Monday, December 5, 2011

Mrs. Claus is a Lush!

Like many families, we uphold the ELF ON THE SHELF tradition.  However, when I signed up for this "FUN" tradition, I was surprised at how much work is involved with this little fellow.

When O was three years old her best friend from preschool, Ella, told her all about this ELF ON THE SHELF that came to her house around Thanksgiving.  The story goes that every night the elf leaves the shelf and flies back to Santa to give him a report on the comings and goings of the children in the house.  Each morning he returns to another spot and the children in the house search for him until he is found, only to repeat the process day after day until Christmas when he heads off with Santa in the sleigh.  Thank goodness it isn't all year round!  It’s like having another child. 

Most importantly, the elf is never to be touched or his magic will disappear.  Children can tell him whatever they wish Santa to bring them for Christmas and he will relay the information.  (I guess it beats standing in line holding shopping bags and puffy ski coats for over an hour to sit on Santa's lap at a crowded mall.) 

O named her elf, Elfie.  There's an amazing website you can go and register your elf and print out an adoption certificate.  It's very fancy.  Also on this website there are many games kids like to play along with crafts and coloring pages.  O wakes up every morning and goes to bed every evening begging to log on to elfontheshelf.com.

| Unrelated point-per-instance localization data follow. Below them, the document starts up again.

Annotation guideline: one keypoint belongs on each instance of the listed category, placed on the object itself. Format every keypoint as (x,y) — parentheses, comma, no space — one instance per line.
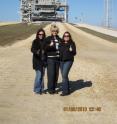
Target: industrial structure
(44,10)
(108,13)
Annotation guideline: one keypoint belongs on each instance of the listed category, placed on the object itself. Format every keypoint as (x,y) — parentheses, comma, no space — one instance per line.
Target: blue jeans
(39,81)
(65,68)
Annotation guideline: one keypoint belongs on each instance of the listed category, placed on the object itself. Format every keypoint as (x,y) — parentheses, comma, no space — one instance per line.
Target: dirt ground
(93,84)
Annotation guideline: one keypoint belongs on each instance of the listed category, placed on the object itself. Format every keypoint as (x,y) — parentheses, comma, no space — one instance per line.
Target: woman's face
(66,37)
(41,35)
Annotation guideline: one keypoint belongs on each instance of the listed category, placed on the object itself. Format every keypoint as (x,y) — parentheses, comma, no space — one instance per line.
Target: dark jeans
(65,68)
(39,81)
(52,73)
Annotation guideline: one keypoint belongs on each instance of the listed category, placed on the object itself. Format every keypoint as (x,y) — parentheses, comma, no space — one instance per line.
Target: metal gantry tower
(108,13)
(44,10)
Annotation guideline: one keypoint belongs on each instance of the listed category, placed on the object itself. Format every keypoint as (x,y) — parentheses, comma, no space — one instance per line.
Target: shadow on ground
(76,85)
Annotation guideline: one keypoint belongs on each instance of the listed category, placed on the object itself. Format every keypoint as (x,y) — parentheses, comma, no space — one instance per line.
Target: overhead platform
(44,10)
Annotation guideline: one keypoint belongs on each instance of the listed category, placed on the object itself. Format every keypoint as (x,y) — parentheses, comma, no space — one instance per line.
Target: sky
(85,11)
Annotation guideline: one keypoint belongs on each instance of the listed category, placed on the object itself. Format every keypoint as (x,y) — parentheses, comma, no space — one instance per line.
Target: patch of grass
(98,34)
(12,33)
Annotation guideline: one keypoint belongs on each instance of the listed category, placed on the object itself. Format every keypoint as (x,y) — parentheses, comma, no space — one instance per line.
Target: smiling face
(41,35)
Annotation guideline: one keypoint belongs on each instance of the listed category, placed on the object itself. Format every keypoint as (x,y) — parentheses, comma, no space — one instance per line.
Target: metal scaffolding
(44,10)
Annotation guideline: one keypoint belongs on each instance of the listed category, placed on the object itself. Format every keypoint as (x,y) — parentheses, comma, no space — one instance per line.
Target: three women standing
(59,53)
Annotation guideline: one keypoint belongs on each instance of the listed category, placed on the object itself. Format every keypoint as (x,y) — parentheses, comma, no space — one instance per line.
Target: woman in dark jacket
(53,58)
(39,60)
(67,53)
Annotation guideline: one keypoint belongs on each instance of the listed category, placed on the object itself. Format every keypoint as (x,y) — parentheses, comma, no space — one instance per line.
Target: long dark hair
(70,37)
(40,30)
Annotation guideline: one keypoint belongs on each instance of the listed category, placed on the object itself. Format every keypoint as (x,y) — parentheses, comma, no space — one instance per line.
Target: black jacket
(39,57)
(51,50)
(65,53)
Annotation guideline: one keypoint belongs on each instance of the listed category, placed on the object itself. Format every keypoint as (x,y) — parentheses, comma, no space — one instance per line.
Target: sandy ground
(96,61)
(8,23)
(110,32)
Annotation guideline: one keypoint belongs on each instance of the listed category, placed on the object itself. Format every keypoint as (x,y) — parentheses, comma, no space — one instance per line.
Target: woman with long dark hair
(39,60)
(67,53)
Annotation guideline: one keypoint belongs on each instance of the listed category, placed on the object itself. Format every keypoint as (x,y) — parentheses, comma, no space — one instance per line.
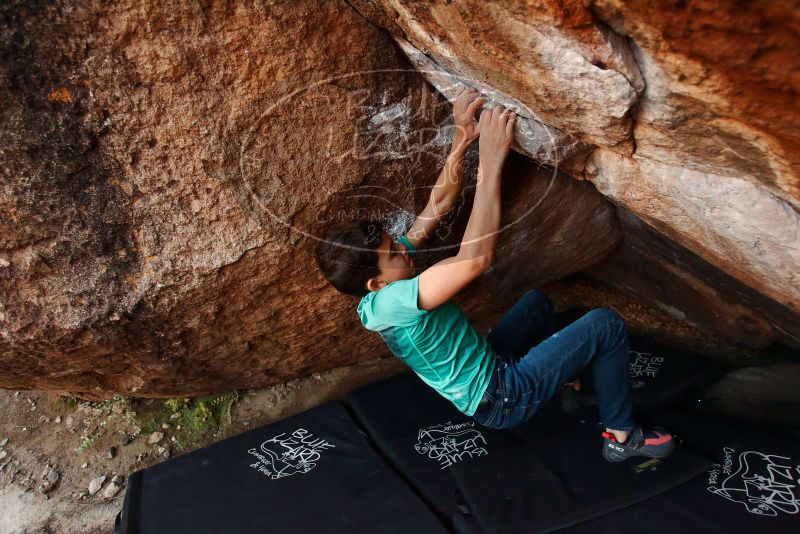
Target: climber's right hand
(496,127)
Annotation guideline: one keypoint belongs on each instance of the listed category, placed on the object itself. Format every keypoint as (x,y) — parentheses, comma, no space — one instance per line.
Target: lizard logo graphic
(289,454)
(765,484)
(448,443)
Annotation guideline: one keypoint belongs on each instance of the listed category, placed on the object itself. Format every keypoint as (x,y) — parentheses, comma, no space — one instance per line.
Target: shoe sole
(615,455)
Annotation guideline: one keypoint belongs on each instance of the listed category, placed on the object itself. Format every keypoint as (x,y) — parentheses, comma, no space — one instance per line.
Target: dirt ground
(53,447)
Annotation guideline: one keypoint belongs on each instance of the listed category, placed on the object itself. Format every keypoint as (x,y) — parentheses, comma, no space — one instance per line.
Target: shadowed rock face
(687,109)
(166,172)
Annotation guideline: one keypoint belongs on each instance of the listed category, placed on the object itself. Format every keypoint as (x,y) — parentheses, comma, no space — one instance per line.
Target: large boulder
(166,173)
(685,108)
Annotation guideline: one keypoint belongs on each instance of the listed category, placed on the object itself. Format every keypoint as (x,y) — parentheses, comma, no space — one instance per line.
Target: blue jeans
(534,361)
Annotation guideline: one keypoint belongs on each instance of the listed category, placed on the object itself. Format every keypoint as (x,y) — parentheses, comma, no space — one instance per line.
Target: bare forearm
(480,236)
(448,186)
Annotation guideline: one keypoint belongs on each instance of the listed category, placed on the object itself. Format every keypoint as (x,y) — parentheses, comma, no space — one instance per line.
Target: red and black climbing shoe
(653,442)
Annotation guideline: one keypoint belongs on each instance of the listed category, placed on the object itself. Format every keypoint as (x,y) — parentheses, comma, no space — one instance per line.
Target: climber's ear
(374,283)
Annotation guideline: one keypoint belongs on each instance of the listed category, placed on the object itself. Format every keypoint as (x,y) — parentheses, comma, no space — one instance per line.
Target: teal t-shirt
(440,345)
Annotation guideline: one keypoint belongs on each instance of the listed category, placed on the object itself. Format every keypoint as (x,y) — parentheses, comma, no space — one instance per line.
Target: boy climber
(500,380)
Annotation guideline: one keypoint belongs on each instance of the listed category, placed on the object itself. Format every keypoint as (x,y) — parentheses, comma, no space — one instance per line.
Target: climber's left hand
(467,102)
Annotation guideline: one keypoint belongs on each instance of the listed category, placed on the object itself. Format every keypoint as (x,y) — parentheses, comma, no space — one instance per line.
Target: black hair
(347,255)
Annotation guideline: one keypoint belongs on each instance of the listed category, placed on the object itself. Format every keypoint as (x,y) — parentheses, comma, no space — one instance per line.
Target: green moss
(198,417)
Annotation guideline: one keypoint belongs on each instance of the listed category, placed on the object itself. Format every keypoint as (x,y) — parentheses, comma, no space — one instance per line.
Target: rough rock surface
(688,109)
(167,168)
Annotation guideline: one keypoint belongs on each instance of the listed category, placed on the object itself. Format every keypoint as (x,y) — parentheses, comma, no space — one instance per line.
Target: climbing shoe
(653,442)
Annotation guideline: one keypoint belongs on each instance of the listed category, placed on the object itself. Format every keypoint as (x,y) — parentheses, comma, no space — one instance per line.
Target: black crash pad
(563,480)
(422,434)
(314,472)
(752,487)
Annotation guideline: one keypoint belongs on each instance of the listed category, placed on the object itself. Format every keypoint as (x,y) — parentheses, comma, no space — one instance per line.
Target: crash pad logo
(644,365)
(450,443)
(288,454)
(765,484)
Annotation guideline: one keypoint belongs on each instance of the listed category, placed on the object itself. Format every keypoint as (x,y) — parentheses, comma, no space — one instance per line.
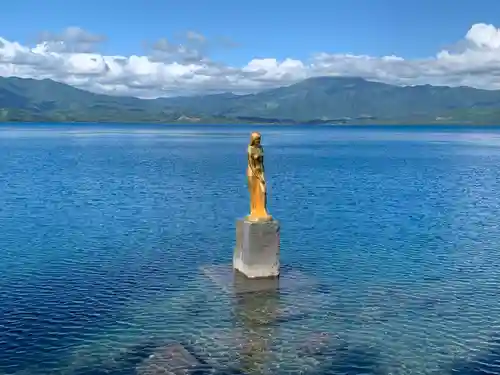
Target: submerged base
(256,254)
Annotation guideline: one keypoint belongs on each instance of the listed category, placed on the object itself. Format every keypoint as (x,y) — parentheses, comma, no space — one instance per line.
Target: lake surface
(107,233)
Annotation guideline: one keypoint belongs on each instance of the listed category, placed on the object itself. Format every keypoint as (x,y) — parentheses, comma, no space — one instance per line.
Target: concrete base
(257,250)
(235,283)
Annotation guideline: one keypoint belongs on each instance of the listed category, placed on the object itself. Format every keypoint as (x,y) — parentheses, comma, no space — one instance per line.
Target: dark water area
(107,233)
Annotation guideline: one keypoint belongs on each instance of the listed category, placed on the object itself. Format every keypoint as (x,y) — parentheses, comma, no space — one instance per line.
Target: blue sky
(146,50)
(278,28)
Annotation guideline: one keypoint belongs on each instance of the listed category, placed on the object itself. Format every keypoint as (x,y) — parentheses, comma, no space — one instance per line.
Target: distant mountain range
(335,100)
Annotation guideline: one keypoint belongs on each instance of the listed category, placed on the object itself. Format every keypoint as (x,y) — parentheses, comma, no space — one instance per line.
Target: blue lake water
(106,232)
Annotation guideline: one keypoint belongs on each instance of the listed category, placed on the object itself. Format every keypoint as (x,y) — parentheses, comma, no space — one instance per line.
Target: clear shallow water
(106,231)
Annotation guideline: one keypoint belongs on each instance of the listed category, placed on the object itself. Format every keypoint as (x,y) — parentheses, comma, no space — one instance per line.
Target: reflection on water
(115,248)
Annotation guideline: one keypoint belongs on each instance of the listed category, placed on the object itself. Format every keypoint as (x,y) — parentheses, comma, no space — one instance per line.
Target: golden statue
(256,180)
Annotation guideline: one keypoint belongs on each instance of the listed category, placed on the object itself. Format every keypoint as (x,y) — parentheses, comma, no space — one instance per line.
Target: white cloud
(169,68)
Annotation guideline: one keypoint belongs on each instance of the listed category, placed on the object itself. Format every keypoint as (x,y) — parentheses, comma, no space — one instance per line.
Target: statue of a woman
(256,180)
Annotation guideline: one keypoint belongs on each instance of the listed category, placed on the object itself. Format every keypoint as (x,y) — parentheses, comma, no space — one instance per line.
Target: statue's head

The whole process takes important planning and preparation on the part of us parents.  Each year it seems to get more difficult to hide our forgetfulness in moving our "magical" Elfie.  For example, this year O has been telling Elfie where to sit when he returned from his intel mission to the North Pole.  He was on the bookshelf one morning and she wanted to draw him, so she asked him to come back and sit on her easel the next day so it would be easier to see him.  I find myself asking my husband via text or email: a.) if he moved the elf and b.) if he didn't, did he hear where she asked Elfie to come back to so I can place him there.  Who knew text and email would come in so handy in the same household!  Now I’d just like to stuff a voice activated recorder down his tights. 

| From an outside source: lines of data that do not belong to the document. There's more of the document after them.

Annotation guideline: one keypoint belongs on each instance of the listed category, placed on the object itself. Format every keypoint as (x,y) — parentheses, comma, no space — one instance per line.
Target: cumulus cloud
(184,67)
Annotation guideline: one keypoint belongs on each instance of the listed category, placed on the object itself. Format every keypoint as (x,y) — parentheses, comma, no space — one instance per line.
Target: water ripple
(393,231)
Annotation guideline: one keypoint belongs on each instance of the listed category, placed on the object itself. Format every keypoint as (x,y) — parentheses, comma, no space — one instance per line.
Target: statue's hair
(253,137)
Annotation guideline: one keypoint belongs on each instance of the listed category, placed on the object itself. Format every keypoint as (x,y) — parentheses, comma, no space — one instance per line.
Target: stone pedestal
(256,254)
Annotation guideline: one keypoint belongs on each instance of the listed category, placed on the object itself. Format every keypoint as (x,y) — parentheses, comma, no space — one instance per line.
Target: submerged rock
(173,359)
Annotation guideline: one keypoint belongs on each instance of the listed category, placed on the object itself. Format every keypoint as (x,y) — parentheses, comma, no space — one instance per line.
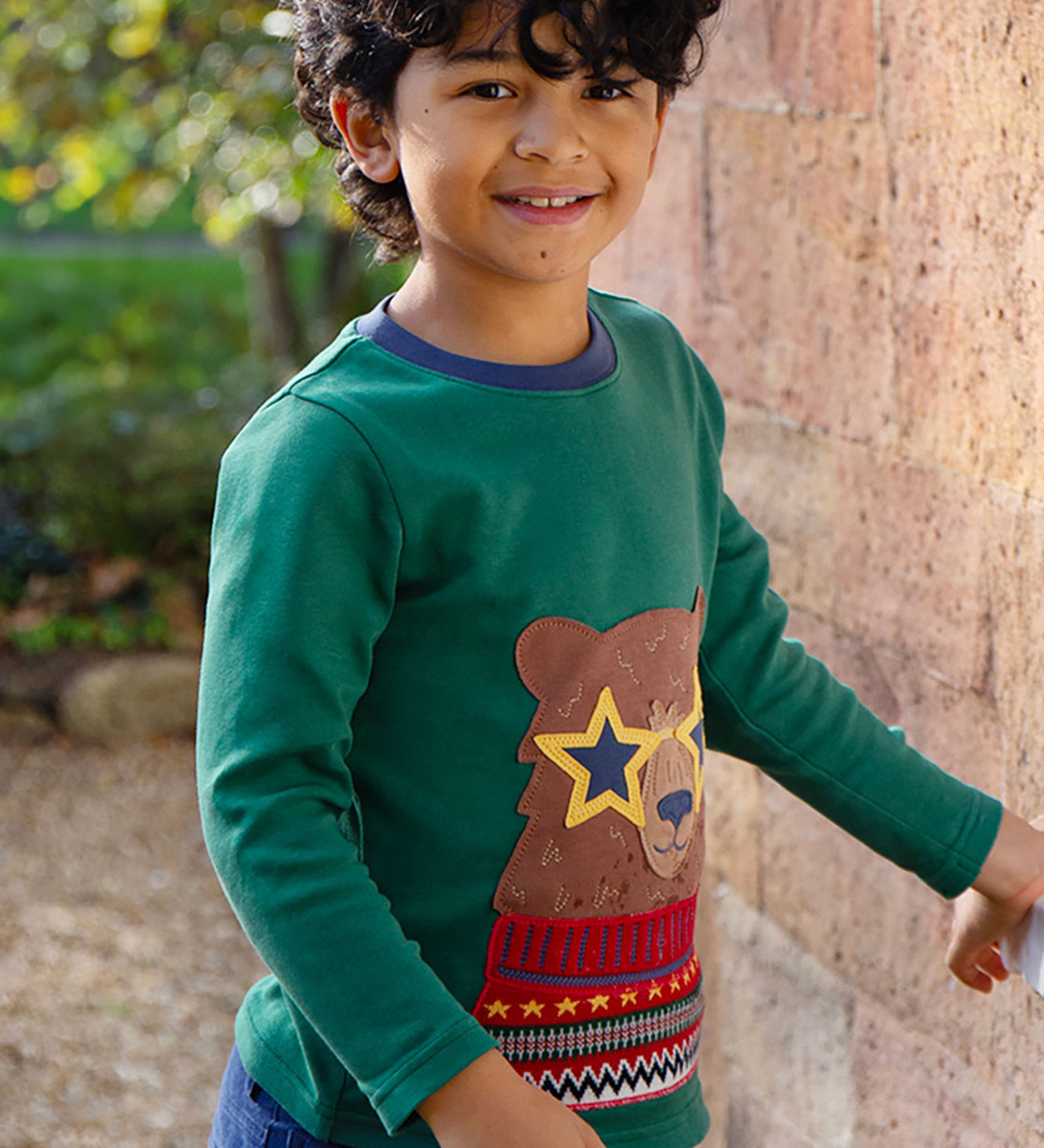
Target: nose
(674,806)
(550,131)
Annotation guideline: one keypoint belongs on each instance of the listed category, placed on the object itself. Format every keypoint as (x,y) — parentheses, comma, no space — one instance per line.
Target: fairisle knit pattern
(622,996)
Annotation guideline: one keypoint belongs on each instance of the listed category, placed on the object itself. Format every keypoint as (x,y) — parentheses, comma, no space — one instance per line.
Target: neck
(498,319)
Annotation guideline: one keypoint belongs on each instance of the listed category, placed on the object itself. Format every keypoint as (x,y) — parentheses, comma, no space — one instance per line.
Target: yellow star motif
(557,748)
(684,735)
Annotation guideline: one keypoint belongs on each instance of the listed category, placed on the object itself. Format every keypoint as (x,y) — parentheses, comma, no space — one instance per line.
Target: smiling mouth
(545,201)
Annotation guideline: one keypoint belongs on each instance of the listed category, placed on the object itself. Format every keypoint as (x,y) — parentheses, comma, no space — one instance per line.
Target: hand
(984,917)
(490,1106)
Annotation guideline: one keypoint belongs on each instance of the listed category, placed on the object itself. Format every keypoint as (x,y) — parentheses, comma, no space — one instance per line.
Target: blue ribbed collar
(594,364)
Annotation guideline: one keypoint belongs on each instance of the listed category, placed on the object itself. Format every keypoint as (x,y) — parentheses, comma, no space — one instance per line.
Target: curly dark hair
(361,46)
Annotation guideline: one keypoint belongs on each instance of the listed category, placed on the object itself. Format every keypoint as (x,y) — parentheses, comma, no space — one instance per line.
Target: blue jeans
(247,1116)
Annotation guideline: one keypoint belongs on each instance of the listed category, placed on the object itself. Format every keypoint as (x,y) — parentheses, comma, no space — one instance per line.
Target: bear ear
(550,654)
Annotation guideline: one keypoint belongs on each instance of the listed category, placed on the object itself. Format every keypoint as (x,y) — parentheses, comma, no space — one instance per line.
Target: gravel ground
(121,964)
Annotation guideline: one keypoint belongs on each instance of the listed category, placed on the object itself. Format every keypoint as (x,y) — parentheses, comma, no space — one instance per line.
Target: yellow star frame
(684,735)
(556,746)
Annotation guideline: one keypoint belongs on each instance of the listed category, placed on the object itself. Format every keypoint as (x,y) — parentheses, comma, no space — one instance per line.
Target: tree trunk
(277,326)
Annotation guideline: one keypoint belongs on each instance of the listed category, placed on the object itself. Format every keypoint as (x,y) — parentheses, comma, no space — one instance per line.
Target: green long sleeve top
(451,731)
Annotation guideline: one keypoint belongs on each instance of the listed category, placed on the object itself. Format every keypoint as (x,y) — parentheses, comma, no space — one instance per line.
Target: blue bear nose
(674,806)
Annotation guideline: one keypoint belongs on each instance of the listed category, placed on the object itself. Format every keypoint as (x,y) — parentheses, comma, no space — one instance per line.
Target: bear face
(615,801)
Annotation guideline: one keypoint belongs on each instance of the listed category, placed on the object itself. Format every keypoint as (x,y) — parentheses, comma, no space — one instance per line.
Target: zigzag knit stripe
(640,1029)
(603,1086)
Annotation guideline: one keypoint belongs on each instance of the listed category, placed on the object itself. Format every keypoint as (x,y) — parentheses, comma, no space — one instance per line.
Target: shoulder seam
(290,393)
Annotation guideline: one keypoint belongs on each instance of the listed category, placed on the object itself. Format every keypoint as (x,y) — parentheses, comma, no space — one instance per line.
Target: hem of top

Last year when we forgot to move the elf after a late night martini Christmas party, O came to the side of my bed and said, "Mommy, wake up.  Elfie didn't move, but it's not because I was bad, it's because he was sitting so low that I believe our dog licked him and his magic went away.  I sure hope his magic comes back."  I replied, "I'm certain it will as soon as I get rid of this pounding headache and the cat that slept in my mouth last night."  Apparently, Elfie doesn’t appease hangovers.  (Surprising as I’ve heard Mrs. Claus is a lush.  Who wouldn’t with a husband always hanging out with elves and talking to animals!)

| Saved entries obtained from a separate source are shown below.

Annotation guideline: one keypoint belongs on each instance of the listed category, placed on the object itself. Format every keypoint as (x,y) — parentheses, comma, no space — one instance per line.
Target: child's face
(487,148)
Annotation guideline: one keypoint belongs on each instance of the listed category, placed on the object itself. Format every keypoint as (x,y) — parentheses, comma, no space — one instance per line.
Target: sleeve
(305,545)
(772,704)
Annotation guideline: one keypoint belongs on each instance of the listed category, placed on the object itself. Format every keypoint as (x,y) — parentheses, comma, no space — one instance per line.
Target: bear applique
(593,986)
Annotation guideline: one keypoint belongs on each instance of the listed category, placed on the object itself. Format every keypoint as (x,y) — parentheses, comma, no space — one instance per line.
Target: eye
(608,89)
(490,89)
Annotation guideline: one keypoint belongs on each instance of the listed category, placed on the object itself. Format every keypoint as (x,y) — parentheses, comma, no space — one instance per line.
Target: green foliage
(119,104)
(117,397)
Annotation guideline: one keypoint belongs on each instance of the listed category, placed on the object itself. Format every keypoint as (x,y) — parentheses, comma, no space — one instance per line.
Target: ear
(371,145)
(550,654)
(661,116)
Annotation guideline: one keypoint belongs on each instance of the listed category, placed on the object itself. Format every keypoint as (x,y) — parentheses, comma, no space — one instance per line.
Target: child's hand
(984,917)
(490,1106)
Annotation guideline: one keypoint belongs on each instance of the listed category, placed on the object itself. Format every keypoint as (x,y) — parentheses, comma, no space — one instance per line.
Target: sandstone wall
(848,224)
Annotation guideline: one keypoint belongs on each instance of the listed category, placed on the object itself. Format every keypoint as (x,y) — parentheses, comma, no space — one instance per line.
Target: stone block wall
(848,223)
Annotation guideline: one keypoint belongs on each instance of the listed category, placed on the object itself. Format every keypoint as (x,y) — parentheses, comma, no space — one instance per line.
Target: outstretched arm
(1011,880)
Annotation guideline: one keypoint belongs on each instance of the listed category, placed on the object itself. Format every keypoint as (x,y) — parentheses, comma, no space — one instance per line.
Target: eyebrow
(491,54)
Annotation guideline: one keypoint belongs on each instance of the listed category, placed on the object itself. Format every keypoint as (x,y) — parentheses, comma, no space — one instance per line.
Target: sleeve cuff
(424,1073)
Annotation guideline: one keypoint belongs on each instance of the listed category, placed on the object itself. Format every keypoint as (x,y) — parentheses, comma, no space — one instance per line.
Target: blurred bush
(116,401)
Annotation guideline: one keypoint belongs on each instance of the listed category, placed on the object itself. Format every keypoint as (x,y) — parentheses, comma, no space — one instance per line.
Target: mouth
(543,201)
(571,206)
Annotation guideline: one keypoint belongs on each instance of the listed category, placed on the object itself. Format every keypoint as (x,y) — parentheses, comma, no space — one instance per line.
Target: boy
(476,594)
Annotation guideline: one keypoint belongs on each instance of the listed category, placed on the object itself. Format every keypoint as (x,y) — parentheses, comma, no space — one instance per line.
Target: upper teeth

This morning O awoke to tell me that she was going downstairs to find Elfie.  I tried to talk her into taking a bath first, but no dice.  I took a gamble that my husband remembered.  He had.  Tomorrow I may not be so lucky!  Kindergarten SUCKS!

1 comment:

  1. I swear I need to stop drinking during advent now - we've already had to do TWO emergency morning-time elf moves. It's really hard to distract three kids while one of us stealthfully relocated Xavier, our elf. We're only in year 2 of our elf, and I hate him already!!